Apparently, the Logansport Pharos Tribune spoke too soon when it concluded on July 19, 1897, that John Brown was “out of danger” after his “narrow escape” from poisoning by Paris Green. Perhaps the editors were feeling good about themselves when they moralized that the young man “ought to profit by the experience.”
By comparison, four days later, the editorial staff at rival Logansport, Indiana, Times newspaper had no qualms about turning the unfortunate incident into a political screed. Predating Prohibition by over twenty years, the Times article ramped up the rhetoric at the unfortunate Brown’s expense, barely waiting until past the headline to rail that his demise was “One of the Natural Results of the Legalized Saloon.”
True, the matter wasn’t solely about a suicide attempt involving poison. Two local newspapers, actually, fingered whiskey in the mix. According to the Times,
Brown had been drunk since Friday of last week, and his employer informed him Saturday that he could not work for him unless he stopped drinking. He in a measure had sobered up Monday morning, and went to the shop to get a dime to get a drink to taper off on. He got the dime, then he got a second dime, and it was with this second dime that he bought the Paris green. He told his employer when he got the money that he would go to work at noon.
Whatever the cause for John Brown’s resolve, he was determined to put himself out of his misery. As the Times article described the scene immediately upon the discovery of his emergent condition,
He was placed on some boxes in the rear room and Drs. Downey and Ballard were called and did what they could to save his life. Brown, however, didn’t propose to let the doctors bring him out of the kinks. He fought them with all the strength he had. He bit Ballard’s hand, chewed the rubber hose to the stomach pump, tried to swallow a cork that his jaws were propped open with, and when they attempted to pour milk down him he spit it out as fast as they poured it in. His mouth had to be pried open with sticks, so obstinate was he.
Despite the monumental battle of wills, it did seem that the efforts of those several well-meaning people held sway in the situation. John Brown was stabilized, and friends were able to return him home. Perhaps it was at this point that the Pharos Tribune went to press with its premature conclusion that John Brown had survived the ordeal. The Times had observed, of the evening’s respite at the Brown home afterwards,
He seemed considerable better after he got home, but he said he wanted to die, and begged his folks not to do anything for him.

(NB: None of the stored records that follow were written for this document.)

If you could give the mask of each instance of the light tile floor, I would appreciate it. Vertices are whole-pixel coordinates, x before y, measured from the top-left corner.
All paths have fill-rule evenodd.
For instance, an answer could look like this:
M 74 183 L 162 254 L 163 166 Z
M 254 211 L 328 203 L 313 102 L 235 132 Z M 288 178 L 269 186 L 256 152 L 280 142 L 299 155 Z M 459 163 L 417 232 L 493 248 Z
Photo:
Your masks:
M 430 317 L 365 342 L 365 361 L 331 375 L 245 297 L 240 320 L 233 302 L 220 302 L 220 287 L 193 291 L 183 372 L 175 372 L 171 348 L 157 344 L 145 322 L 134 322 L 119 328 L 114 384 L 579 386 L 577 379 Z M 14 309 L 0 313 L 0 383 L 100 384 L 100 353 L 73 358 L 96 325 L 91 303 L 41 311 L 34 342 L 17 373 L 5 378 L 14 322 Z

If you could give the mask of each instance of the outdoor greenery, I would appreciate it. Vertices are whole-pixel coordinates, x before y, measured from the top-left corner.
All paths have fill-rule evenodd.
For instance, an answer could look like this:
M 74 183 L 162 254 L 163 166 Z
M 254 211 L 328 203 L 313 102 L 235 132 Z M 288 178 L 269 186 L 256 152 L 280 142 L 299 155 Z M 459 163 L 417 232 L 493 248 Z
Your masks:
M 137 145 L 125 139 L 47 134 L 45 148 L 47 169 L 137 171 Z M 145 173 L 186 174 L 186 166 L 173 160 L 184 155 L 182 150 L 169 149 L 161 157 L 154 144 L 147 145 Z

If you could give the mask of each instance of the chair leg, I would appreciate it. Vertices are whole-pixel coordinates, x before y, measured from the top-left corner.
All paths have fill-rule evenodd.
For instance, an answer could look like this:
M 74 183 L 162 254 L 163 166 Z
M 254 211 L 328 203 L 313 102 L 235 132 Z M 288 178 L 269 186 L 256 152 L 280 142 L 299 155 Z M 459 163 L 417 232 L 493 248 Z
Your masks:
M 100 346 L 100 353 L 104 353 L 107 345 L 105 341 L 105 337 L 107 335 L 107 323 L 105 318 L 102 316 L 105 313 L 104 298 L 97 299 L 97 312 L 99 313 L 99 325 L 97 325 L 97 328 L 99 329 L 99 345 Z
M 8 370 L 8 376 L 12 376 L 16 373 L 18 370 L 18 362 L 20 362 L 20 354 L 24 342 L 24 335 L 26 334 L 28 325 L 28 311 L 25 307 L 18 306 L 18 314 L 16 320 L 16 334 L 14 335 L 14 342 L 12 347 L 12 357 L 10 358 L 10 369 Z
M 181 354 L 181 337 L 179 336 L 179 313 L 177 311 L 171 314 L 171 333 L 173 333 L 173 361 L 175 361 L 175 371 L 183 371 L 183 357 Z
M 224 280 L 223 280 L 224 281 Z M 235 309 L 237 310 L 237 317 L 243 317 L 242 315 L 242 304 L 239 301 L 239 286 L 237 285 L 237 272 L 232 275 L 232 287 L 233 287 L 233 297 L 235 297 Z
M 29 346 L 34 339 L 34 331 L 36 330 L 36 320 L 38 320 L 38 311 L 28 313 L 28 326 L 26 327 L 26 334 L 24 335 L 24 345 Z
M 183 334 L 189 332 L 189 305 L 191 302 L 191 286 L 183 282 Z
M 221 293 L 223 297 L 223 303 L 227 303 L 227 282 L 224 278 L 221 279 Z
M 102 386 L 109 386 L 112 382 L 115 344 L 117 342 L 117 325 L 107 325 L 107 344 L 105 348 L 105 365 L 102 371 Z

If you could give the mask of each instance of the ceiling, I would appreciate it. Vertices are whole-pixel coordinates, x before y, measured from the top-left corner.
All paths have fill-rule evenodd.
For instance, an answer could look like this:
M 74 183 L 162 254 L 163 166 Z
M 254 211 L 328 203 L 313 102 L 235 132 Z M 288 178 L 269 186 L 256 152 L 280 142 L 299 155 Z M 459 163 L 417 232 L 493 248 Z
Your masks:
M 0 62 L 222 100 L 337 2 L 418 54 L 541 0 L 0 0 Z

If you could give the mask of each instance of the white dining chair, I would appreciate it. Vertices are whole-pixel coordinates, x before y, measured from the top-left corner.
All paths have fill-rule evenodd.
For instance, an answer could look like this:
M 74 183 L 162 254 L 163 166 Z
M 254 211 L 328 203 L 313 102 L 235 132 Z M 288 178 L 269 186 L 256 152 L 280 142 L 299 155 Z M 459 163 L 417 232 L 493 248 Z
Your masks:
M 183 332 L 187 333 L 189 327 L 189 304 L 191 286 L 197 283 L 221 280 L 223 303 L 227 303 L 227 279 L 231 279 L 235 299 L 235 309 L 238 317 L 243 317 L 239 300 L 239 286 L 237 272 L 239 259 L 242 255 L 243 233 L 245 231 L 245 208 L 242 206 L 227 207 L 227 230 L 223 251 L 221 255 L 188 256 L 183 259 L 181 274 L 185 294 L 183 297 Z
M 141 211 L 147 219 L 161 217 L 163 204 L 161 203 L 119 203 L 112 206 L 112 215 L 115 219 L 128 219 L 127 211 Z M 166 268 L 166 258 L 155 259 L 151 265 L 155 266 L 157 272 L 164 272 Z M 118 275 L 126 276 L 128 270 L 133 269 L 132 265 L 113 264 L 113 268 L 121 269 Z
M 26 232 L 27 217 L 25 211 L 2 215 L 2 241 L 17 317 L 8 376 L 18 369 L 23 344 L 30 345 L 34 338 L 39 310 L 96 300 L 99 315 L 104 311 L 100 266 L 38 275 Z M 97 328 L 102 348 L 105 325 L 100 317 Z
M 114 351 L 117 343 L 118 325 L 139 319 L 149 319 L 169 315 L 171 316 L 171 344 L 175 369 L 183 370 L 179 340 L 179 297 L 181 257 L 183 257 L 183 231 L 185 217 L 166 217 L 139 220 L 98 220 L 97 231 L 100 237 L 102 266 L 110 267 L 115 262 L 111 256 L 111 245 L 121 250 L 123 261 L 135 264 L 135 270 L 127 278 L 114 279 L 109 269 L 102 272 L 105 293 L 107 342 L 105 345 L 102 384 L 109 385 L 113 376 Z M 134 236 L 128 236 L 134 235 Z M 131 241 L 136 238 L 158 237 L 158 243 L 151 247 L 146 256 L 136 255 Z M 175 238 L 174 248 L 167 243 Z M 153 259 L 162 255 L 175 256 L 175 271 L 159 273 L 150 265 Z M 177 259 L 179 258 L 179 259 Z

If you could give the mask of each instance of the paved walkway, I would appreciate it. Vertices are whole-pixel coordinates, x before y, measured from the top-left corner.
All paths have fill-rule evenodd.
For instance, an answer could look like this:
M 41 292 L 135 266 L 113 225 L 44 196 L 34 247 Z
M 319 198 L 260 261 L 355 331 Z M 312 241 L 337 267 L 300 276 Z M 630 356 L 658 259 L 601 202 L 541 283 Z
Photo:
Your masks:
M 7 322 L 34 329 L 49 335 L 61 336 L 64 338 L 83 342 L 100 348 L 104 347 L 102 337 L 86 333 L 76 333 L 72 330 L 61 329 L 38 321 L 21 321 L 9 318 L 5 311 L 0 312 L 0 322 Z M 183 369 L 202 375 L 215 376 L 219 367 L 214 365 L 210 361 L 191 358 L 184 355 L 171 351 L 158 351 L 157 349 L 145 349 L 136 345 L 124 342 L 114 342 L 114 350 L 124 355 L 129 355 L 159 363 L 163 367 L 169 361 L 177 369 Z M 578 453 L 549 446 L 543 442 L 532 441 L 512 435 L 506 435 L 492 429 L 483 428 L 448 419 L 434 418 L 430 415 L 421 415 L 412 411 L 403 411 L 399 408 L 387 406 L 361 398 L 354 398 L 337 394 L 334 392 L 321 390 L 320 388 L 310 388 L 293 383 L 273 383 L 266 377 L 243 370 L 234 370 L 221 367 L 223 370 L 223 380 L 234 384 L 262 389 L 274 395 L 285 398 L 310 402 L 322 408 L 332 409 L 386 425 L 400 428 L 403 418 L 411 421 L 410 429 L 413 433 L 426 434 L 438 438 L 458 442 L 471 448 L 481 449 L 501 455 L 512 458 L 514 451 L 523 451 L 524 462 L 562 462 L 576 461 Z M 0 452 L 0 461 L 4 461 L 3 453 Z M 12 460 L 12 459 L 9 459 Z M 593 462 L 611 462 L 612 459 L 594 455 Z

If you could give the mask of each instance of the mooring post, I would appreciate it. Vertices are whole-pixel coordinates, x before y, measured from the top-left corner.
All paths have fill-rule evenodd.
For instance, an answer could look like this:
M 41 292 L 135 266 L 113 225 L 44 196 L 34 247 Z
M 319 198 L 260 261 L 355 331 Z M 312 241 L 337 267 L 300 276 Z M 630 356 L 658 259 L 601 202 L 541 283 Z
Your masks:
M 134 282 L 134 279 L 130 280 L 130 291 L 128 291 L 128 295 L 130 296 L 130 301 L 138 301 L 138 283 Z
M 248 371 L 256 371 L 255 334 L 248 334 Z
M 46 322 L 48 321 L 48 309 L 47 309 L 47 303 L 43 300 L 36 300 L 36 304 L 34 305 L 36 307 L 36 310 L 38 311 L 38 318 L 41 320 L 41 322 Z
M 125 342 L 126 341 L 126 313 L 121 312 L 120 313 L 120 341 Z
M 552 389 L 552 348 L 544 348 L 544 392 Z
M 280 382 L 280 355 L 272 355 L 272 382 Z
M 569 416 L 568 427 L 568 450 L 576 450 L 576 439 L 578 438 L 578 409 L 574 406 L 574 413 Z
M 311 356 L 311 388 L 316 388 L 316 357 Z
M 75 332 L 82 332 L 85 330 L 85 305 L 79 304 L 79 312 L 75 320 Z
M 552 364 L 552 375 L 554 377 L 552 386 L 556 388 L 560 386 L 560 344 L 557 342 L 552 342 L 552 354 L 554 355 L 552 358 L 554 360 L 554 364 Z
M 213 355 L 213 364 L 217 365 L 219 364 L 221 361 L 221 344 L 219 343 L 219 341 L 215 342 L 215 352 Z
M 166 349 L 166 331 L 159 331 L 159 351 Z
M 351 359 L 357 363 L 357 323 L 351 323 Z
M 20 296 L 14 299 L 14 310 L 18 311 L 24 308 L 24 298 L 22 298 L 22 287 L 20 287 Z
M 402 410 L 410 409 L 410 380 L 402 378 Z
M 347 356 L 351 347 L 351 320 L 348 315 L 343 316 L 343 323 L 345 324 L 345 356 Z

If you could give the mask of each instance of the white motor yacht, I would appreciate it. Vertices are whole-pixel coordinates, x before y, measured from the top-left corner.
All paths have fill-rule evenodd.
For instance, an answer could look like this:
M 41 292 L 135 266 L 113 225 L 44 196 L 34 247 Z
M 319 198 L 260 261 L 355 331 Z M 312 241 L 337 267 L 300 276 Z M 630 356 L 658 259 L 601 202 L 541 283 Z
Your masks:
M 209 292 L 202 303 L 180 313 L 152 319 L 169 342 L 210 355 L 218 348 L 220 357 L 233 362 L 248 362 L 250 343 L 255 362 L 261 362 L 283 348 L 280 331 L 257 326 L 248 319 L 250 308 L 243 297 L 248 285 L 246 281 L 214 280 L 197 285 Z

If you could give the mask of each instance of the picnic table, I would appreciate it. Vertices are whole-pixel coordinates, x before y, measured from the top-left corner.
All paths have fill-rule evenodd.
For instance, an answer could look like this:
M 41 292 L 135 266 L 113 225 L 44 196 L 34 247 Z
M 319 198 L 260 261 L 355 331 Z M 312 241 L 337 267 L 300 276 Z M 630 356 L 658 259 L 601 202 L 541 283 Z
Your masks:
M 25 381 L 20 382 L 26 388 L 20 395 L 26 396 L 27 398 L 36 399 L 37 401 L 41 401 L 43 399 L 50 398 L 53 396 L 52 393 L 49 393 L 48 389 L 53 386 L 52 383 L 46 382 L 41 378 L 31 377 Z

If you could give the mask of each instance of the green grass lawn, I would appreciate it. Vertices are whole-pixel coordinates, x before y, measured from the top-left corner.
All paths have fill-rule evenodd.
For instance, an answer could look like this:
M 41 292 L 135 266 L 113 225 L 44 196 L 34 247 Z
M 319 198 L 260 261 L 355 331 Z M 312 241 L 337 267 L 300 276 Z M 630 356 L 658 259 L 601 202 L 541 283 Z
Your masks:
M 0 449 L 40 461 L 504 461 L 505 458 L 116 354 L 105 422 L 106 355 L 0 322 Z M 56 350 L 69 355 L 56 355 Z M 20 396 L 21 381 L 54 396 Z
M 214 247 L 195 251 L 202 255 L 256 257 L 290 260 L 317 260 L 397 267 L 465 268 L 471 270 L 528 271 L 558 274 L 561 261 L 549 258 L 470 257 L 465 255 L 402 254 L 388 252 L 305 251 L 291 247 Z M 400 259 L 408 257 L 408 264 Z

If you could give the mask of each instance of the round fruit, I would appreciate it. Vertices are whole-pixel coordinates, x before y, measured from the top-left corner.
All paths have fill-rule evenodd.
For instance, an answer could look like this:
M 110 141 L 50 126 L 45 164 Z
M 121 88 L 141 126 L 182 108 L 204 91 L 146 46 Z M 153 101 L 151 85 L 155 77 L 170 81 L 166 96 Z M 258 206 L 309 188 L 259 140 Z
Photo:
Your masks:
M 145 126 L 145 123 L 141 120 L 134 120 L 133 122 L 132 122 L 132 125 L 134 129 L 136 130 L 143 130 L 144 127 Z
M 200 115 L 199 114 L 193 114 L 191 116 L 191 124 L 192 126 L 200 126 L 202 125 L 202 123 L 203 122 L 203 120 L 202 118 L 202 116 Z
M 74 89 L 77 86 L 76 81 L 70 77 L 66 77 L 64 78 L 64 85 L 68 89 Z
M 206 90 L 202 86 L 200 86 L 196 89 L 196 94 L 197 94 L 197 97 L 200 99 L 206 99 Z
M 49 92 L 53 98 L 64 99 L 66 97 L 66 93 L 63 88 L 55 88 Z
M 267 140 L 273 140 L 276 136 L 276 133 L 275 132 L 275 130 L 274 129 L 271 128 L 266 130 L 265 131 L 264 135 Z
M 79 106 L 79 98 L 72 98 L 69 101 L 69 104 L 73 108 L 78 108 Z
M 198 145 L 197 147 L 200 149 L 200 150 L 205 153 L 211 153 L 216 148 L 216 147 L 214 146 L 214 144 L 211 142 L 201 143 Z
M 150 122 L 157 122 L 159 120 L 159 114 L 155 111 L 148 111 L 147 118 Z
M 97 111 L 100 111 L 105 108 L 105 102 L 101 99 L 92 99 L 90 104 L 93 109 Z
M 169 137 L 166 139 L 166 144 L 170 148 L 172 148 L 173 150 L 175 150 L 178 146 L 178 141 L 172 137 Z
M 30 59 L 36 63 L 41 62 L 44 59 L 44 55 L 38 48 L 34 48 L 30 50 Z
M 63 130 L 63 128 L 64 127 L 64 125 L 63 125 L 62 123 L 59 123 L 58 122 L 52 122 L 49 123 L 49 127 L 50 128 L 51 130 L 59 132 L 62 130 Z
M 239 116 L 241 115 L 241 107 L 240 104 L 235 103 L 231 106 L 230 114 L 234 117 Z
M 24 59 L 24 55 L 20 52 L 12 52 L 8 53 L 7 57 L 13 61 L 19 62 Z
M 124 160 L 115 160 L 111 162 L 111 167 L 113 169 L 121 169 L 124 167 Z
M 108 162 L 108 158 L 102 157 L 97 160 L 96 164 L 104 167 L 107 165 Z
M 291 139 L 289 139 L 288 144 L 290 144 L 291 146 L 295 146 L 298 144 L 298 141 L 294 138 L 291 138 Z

For all the heroic action, in the end John H. Brown was granted his earnest wish. The Times concluded its diatribe in the manner in which it began the article:
A young wife is thus made a widow through the effects of licensed murder mills, and yet we are told that if we let the saloon alone it will let us alone.
To set the record straight, the Pharos Tribune went back and amended their original article to reflect the sad reality of John Brown’s demise with a brief—and definitely more understated—update in their July 20, 1897, edition.
Contrary to expectations, John H. Brown, the cigarmaker, died last evening from the effects of a dose of paris green, taken with suicidal intent. His death occurred at 7:05 o’clock at the home of his mother, Mrs. Ellen Brown, No. 12 Elm street, Westside. He declared that he had taken the poison with the suicidal intent, and fought against the efforts of the physicians to save his life.The deceased was 26 years of age. Besides his wife and mother he leaves two brothers and a sister. He was a member of the Cigar Makers Union, which organization will have charge of the funeral to be held at 10 a.m. Thursday from the residence. Interment will be made in Mt. Hope cemetery.